I believe that we may have to wait a bit longer for clarity. Opposition not just by the Democrat Party, and their covertly supported street protest group of Siam Samakhi and the now quite isolated People’s Alliance for Democracy, but also by the overwhelming majority of the Red Shirts themselves may still unsettle the amnesty option.

And while a showing of 30,000 supporters may sound small, one still has to consider that for Red Shirts the journey to Cambodia involved considerable expense and effort. The majority of the Red Shirts I spoke with there were not his supporters from the economically disadvantaged rural areas or urban labour districts, but people that had the means to travel. The numbers of Red Shirts not able to travel to Cambodia watching the event over the Red Shirt channel Asia Update would have been considerable as well.

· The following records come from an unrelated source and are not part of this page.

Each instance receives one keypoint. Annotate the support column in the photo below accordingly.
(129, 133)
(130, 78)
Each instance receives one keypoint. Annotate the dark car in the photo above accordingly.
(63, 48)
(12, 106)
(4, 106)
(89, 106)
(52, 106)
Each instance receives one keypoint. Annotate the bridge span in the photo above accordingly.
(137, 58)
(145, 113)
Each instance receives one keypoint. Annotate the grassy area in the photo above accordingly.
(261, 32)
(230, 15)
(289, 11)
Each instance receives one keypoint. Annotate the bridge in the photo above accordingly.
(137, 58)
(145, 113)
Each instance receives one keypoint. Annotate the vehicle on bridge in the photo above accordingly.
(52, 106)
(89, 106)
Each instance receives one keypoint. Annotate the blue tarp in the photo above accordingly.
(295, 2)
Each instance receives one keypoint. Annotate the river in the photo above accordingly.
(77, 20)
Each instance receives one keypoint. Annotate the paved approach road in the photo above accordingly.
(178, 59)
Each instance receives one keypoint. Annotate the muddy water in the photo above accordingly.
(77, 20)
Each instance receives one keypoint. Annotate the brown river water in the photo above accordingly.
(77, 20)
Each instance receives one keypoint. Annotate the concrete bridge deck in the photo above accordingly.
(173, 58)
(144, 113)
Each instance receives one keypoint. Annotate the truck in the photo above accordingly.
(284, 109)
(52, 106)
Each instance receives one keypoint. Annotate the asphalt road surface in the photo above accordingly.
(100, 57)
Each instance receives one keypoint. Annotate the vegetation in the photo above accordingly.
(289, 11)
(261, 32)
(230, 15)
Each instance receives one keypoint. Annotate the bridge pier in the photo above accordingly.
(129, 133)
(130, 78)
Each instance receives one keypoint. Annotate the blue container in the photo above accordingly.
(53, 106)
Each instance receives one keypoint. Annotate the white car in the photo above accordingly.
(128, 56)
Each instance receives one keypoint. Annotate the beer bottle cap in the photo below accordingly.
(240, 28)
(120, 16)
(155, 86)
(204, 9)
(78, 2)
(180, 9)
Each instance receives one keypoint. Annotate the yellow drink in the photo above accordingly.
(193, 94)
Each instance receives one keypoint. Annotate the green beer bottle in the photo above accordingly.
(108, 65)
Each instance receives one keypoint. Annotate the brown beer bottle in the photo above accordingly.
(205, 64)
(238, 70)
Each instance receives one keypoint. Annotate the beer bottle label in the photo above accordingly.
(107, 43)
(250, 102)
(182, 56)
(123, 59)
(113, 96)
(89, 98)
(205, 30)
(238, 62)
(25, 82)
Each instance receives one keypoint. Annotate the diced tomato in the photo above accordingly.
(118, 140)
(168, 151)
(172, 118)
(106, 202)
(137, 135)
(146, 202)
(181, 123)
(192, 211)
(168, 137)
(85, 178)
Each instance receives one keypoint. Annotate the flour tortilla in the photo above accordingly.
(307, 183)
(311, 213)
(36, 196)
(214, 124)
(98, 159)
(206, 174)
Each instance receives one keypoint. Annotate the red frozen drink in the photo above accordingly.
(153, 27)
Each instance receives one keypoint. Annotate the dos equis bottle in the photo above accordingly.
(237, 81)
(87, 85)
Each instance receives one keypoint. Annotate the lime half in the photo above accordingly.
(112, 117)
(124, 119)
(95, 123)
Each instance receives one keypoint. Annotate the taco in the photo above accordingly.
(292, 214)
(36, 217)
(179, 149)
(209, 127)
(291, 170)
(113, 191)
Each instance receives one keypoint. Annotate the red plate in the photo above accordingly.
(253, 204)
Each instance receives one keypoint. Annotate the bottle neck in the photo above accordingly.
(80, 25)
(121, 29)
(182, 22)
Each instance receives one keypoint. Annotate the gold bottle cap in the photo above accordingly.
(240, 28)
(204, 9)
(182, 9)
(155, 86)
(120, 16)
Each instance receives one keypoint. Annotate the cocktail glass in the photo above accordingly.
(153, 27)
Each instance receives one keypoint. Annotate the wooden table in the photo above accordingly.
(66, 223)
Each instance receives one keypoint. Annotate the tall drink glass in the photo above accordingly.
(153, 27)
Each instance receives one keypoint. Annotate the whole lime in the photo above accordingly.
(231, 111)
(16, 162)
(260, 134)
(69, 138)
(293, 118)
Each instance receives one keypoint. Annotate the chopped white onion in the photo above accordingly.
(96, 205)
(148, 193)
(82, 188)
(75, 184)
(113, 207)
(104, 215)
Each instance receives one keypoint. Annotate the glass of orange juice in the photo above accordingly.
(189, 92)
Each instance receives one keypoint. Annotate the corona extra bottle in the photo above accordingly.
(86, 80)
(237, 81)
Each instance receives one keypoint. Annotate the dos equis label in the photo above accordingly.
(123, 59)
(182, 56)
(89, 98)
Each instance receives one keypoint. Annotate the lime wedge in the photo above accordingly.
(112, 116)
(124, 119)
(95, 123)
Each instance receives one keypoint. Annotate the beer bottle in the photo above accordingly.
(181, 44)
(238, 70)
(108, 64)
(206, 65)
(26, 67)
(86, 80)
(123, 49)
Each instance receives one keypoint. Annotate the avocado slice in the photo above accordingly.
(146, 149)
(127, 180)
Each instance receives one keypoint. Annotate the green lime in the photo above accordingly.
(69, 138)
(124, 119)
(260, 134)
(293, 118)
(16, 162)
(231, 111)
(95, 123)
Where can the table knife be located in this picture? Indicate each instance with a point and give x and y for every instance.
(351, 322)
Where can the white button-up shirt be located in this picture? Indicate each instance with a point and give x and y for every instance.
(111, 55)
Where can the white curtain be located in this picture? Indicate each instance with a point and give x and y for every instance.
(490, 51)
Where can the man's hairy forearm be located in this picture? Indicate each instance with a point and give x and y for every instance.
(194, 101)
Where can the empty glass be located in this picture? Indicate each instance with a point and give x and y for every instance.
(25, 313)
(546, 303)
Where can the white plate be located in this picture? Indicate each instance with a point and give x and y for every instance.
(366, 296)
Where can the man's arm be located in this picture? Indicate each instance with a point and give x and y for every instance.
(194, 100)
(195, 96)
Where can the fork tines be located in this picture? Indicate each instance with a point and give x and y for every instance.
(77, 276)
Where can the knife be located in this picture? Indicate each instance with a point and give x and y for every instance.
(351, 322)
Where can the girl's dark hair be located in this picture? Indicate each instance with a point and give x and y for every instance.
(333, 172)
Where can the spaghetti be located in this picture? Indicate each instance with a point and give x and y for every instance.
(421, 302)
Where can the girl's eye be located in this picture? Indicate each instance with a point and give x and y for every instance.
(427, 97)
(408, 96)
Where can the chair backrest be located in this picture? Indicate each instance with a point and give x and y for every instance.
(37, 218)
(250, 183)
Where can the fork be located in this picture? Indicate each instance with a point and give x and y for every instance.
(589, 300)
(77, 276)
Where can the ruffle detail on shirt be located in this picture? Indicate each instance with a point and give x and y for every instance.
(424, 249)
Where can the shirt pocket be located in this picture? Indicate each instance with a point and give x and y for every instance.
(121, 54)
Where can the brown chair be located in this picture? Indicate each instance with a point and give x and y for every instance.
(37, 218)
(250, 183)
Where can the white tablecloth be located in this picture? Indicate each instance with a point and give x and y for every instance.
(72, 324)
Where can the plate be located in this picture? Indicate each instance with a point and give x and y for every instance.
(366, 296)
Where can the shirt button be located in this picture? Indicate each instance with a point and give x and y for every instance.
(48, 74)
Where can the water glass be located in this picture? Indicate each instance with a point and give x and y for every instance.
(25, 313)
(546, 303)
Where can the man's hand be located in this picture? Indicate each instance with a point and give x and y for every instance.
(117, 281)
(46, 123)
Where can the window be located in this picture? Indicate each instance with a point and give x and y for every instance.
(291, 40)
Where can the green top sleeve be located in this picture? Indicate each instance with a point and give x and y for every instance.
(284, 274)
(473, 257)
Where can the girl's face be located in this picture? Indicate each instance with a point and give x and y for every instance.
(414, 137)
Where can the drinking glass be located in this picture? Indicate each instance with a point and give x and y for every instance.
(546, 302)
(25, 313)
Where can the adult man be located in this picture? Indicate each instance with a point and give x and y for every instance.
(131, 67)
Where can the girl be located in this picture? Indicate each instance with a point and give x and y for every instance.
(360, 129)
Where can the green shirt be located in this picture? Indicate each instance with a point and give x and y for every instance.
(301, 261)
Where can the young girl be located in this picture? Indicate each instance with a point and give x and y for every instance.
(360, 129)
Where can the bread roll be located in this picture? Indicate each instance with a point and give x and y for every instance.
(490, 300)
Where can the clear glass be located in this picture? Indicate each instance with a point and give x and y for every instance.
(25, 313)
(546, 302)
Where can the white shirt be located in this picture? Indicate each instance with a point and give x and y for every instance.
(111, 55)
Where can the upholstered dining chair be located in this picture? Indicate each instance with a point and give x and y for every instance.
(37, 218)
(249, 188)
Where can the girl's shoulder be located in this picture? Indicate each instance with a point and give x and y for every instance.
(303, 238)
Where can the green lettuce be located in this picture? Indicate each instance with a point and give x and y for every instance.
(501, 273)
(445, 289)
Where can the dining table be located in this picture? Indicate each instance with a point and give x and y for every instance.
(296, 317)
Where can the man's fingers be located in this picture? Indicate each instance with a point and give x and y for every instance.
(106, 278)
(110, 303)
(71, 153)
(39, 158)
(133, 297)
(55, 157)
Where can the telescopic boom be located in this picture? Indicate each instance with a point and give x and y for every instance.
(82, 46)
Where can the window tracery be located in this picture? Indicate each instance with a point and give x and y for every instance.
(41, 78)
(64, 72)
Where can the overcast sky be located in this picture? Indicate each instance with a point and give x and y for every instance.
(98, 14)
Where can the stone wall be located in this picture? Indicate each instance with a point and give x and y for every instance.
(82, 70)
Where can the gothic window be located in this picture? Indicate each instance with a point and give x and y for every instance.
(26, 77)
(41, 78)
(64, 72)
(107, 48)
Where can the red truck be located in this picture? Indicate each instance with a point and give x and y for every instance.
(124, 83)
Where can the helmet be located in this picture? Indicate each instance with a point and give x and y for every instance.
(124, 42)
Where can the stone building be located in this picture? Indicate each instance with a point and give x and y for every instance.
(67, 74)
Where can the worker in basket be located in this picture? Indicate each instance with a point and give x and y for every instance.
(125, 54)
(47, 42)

When my interview with him was finished Thaksin had lunch once again at the restaurant. When he finished his lunch he went around the tables of the Red Shirts seated inside and in the outside area under tents. The security was much more low-key than the previous day, and very few journalists were still there, making it much easier for me to take pictures. The Red Shirts were asked to remain seated when Thaksin come passed, and told that he would pose with every table. He walked up, people hugged him, and he hugged the people, and went then to the next table. He took almost two hours doing this.

I then went back to my guesthouse for a much needed rest. The following day I returned to Bangkok. At the Poipet border a family of Red Shirts offered me a ride, which I gladly accepted as I feared difficulties getting transport to Bangkok as it was the end of the Songkran holidays.